Tirer une pinte de bière (Photo : Société du Partenariat ontarien de marketing touristique)

Par

Jordan St. John

Le patrimoine immatériel, L'alimentation

Date de publication :08 sept. 2017

Photo : Tirer une pinte de bière (Photo : Société du Partenariat ontarien de marketing touristique)

La bière, vue comme un artefact, peut en dire long sur la culture qui l’a produite. Songez à Molson Canadian par exemple. Cette marque résume une époque et reflète un ensemble d’attitudes associées à l’identité canadienne. Si j’en juge par les annonces publicitaires de mon enfance, il était question de rejeter de façon véhémente les stéréotypes convenus et d’être apte à en boucher un coin à un collègue de bureau.

Il est difficile de penser à la bière sans faire référence à quoi que ce soit. Nécessité est mère d’invention, dit l’adage. Ainsi serait née la première bière à Toronto (brassée à Fort Rouillé par des commerçants français) : parfumée avec des pointes d’épinette, sucrée à la mélasse et fermentée avec du levain. Une mixture certes peu alléchante, mais dont la consommation, comparativement à l’eau, est plus tentante!

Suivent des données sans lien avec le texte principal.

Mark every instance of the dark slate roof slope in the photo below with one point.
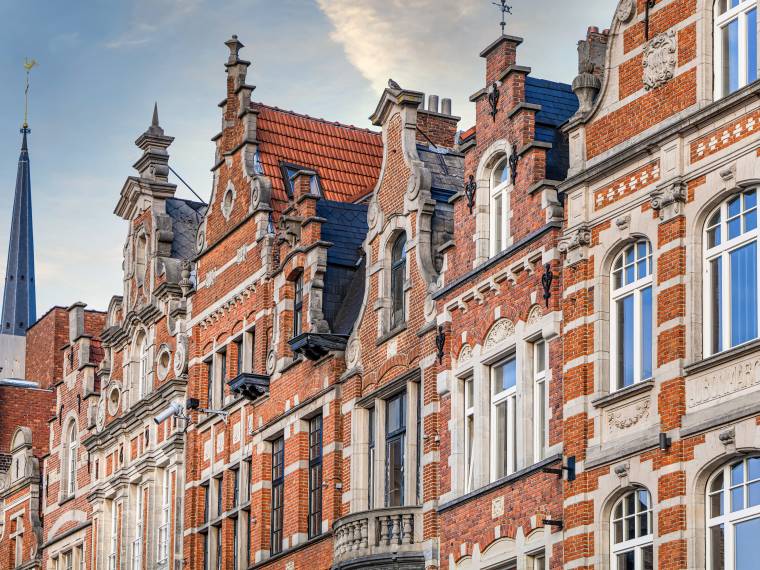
(558, 103)
(345, 227)
(186, 216)
(447, 169)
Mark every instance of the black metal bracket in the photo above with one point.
(469, 191)
(440, 343)
(649, 4)
(493, 99)
(514, 160)
(559, 472)
(546, 282)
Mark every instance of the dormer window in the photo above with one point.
(735, 45)
(499, 205)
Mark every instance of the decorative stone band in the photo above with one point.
(725, 136)
(627, 185)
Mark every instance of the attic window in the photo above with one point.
(289, 172)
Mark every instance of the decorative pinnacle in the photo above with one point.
(235, 45)
(28, 65)
(505, 9)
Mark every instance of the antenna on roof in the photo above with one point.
(505, 9)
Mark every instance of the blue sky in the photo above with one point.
(104, 62)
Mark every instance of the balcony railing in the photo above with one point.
(374, 534)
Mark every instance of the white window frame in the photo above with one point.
(71, 460)
(499, 232)
(638, 543)
(468, 399)
(137, 542)
(635, 288)
(721, 21)
(723, 251)
(540, 399)
(510, 397)
(163, 530)
(729, 519)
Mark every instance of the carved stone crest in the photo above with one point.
(660, 60)
(502, 330)
(626, 11)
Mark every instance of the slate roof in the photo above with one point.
(186, 215)
(345, 227)
(346, 158)
(446, 168)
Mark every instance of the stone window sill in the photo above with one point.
(623, 394)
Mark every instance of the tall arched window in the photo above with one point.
(398, 276)
(733, 516)
(735, 45)
(632, 535)
(71, 459)
(499, 205)
(731, 278)
(631, 315)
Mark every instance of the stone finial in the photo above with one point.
(235, 46)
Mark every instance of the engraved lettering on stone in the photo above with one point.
(660, 60)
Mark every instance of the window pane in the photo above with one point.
(751, 45)
(730, 39)
(744, 294)
(625, 341)
(747, 534)
(717, 548)
(646, 333)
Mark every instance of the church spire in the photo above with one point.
(19, 298)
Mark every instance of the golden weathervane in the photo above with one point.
(28, 65)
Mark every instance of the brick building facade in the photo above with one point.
(528, 345)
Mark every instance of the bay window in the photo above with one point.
(632, 533)
(735, 36)
(733, 516)
(503, 418)
(499, 205)
(631, 316)
(731, 274)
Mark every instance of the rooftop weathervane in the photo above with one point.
(28, 65)
(505, 9)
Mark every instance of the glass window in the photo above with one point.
(298, 306)
(499, 205)
(731, 274)
(395, 446)
(631, 315)
(503, 418)
(315, 476)
(398, 276)
(735, 45)
(733, 516)
(278, 494)
(632, 533)
(540, 401)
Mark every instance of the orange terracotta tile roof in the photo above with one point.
(346, 158)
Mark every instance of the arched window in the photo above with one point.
(735, 45)
(632, 535)
(71, 460)
(731, 265)
(398, 276)
(733, 516)
(631, 315)
(499, 205)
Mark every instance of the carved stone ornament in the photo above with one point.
(501, 331)
(626, 10)
(580, 238)
(668, 200)
(660, 60)
(623, 419)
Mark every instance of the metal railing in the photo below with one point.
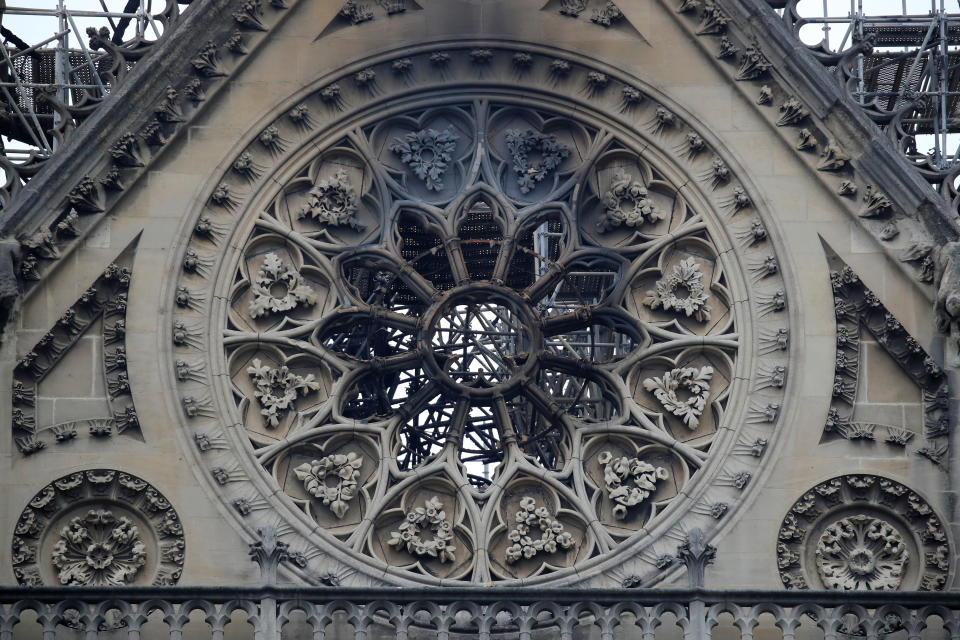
(334, 612)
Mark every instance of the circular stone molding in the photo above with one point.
(98, 528)
(863, 532)
(468, 322)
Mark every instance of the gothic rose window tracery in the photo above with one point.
(464, 394)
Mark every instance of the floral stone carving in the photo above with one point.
(278, 288)
(333, 202)
(552, 535)
(126, 534)
(345, 469)
(627, 204)
(629, 481)
(452, 341)
(276, 389)
(428, 152)
(521, 144)
(437, 543)
(692, 380)
(682, 291)
(861, 552)
(99, 549)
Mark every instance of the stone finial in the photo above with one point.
(269, 552)
(696, 554)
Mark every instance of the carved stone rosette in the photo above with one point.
(517, 347)
(863, 532)
(101, 527)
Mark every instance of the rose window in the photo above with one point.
(480, 342)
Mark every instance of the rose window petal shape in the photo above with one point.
(481, 340)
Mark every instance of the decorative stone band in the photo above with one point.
(128, 534)
(863, 532)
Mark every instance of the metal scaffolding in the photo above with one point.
(64, 64)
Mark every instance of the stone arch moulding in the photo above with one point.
(863, 531)
(99, 527)
(417, 245)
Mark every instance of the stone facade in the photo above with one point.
(264, 320)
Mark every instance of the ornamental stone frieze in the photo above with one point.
(98, 316)
(403, 344)
(101, 527)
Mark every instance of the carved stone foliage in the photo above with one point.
(345, 470)
(99, 549)
(627, 204)
(426, 532)
(529, 520)
(860, 312)
(279, 288)
(629, 481)
(422, 385)
(691, 382)
(863, 532)
(682, 291)
(98, 528)
(604, 13)
(105, 301)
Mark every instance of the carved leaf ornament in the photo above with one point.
(279, 287)
(530, 517)
(682, 291)
(523, 145)
(502, 353)
(629, 481)
(278, 388)
(862, 552)
(426, 532)
(333, 202)
(627, 204)
(427, 153)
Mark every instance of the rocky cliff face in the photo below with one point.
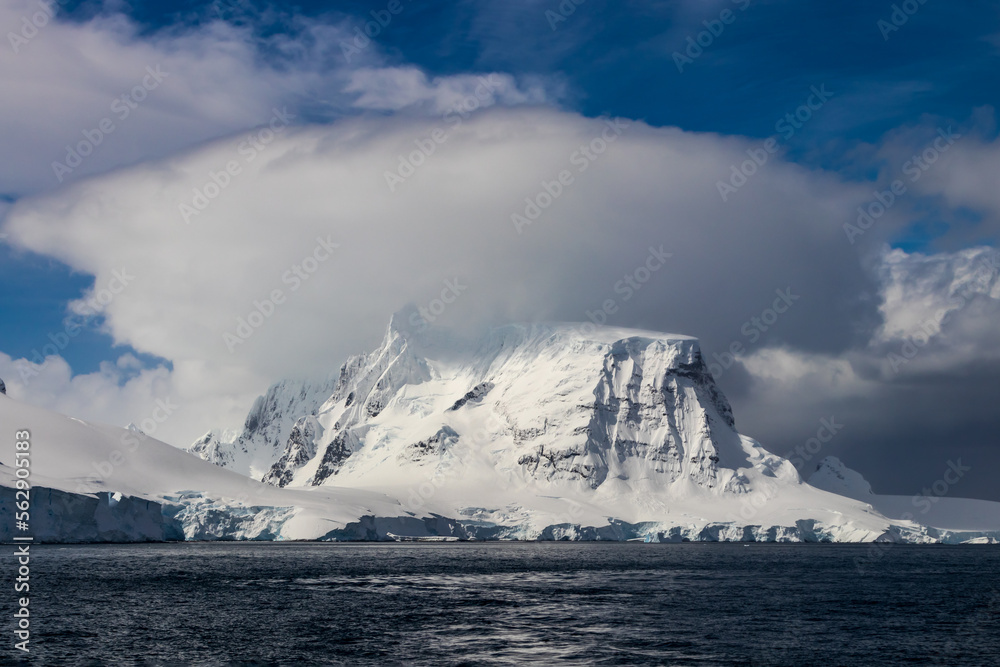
(266, 430)
(524, 404)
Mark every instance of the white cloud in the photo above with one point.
(63, 89)
(451, 219)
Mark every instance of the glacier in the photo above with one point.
(526, 432)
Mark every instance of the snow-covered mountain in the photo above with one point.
(527, 432)
(253, 451)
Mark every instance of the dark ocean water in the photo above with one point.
(512, 604)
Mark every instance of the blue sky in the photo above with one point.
(618, 59)
(232, 64)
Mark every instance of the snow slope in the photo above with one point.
(75, 462)
(527, 432)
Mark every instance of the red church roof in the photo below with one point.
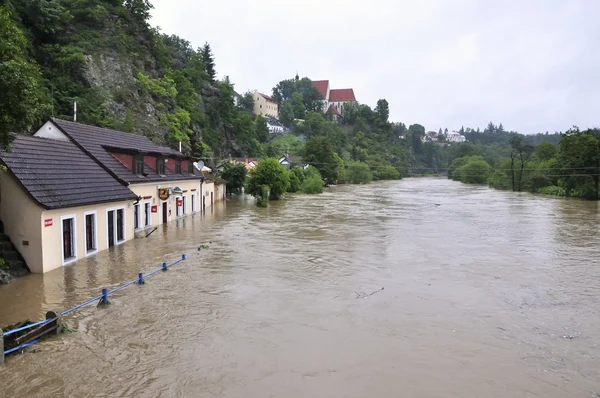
(341, 95)
(333, 110)
(322, 86)
(268, 98)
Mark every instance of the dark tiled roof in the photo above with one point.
(340, 95)
(57, 174)
(94, 140)
(321, 86)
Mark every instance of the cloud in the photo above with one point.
(532, 65)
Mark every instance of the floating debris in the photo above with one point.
(365, 295)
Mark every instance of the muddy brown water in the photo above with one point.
(489, 294)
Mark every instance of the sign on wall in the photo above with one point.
(163, 193)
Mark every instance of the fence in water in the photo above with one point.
(24, 336)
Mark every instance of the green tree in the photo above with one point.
(546, 151)
(476, 171)
(208, 61)
(521, 153)
(318, 152)
(20, 94)
(235, 176)
(271, 174)
(359, 173)
(383, 110)
(580, 161)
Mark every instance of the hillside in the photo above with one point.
(123, 74)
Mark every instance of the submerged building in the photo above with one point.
(72, 190)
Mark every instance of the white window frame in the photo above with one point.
(74, 243)
(149, 203)
(139, 217)
(117, 242)
(95, 229)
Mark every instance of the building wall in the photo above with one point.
(52, 239)
(149, 193)
(265, 108)
(20, 215)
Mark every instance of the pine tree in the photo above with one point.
(209, 62)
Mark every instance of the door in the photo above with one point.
(111, 228)
(68, 250)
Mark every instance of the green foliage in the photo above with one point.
(476, 171)
(294, 181)
(20, 93)
(271, 174)
(319, 153)
(235, 175)
(313, 184)
(359, 173)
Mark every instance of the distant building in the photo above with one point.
(334, 99)
(265, 105)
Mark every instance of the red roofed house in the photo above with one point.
(265, 105)
(334, 99)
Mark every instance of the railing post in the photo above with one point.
(104, 299)
(1, 348)
(55, 314)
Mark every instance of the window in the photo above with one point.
(138, 165)
(160, 166)
(136, 216)
(91, 241)
(120, 225)
(147, 214)
(69, 242)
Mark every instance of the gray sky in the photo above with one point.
(533, 65)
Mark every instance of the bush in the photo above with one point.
(359, 173)
(474, 172)
(313, 184)
(553, 190)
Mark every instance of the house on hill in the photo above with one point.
(72, 190)
(265, 106)
(334, 99)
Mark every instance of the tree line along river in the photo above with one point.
(486, 294)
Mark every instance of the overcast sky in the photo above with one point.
(533, 65)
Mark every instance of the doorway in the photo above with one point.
(111, 228)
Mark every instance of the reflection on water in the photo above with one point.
(487, 294)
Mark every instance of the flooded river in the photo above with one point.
(486, 294)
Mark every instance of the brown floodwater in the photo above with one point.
(486, 294)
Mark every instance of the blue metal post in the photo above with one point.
(104, 298)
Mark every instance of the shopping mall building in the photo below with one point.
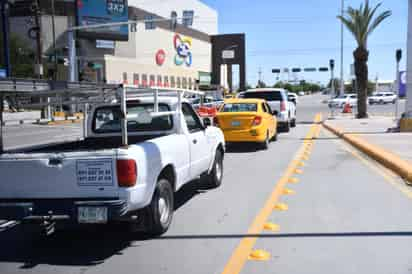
(171, 45)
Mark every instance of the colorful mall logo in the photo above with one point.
(183, 50)
(160, 57)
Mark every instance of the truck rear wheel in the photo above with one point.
(214, 178)
(161, 208)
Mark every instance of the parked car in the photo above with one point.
(293, 97)
(341, 100)
(382, 98)
(277, 99)
(98, 180)
(247, 120)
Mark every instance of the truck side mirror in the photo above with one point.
(207, 122)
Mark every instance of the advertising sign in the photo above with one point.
(92, 12)
(402, 84)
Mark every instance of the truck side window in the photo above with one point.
(191, 118)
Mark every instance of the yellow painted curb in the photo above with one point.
(389, 159)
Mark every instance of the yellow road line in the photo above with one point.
(243, 250)
(387, 174)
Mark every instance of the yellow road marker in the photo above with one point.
(287, 191)
(281, 207)
(243, 251)
(298, 171)
(259, 255)
(293, 180)
(271, 227)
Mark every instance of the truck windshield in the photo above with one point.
(107, 119)
(267, 95)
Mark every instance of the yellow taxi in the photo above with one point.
(247, 120)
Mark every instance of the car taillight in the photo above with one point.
(126, 173)
(257, 120)
(215, 121)
(282, 106)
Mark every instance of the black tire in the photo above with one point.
(286, 127)
(293, 123)
(214, 178)
(161, 208)
(266, 142)
(275, 137)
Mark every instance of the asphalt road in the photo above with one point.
(345, 215)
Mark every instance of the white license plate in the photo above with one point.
(235, 123)
(92, 215)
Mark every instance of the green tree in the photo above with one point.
(21, 57)
(361, 23)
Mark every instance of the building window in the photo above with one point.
(136, 79)
(149, 22)
(159, 81)
(144, 80)
(190, 83)
(178, 83)
(188, 18)
(166, 81)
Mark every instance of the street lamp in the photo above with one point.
(227, 54)
(398, 57)
(5, 29)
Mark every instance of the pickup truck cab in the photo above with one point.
(278, 101)
(99, 180)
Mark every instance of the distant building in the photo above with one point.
(156, 53)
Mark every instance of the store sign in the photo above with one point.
(92, 12)
(228, 54)
(183, 47)
(205, 78)
(104, 44)
(160, 57)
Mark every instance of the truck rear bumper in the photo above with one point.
(60, 209)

Au moment où les brasseries artisanales ont fait leur apparition dans le Haut-Canada dans les années 1790, on y produisait principalement du vin de blé – une boisson importée en Ontario par les loyalistes dits de l’Empire-Uni, eux-mêmes inspirés par les brasseurs hollandais de l’État de New York. Chaque vague de brasseurs anglais a apporté un nouveau savoir-faire et un bagage de connaissances. Prenez les frères Farr du village de Weston, dans le comté du Hertfordshire (Angleterre), qui ont appris à cultiver l’orge de brasserie. Au Canada, ils ont su tirer parti de ce savoir en ravitaillant le Fort York en bière. La brasserie Helliwell, établie sur un terrain nommé Todmorden Mill, à Toronto, tire ses racines dans le Yorkshire. On y fabriquait, durant les années 1830, un vin d’orge titré à 9,5 % d’alcool, dont j’ai pu reconstituer une version. Enoch Turner a été le tenancier d’un pub près de Burton-on-Trent. Je parie que le goût de la bière fabriquée dans les années 1840 par ce brasseur émigré à Toronto devait ressembler beaucoup à celui de la bière blonde brassée par Bass Brewers en Angleterre.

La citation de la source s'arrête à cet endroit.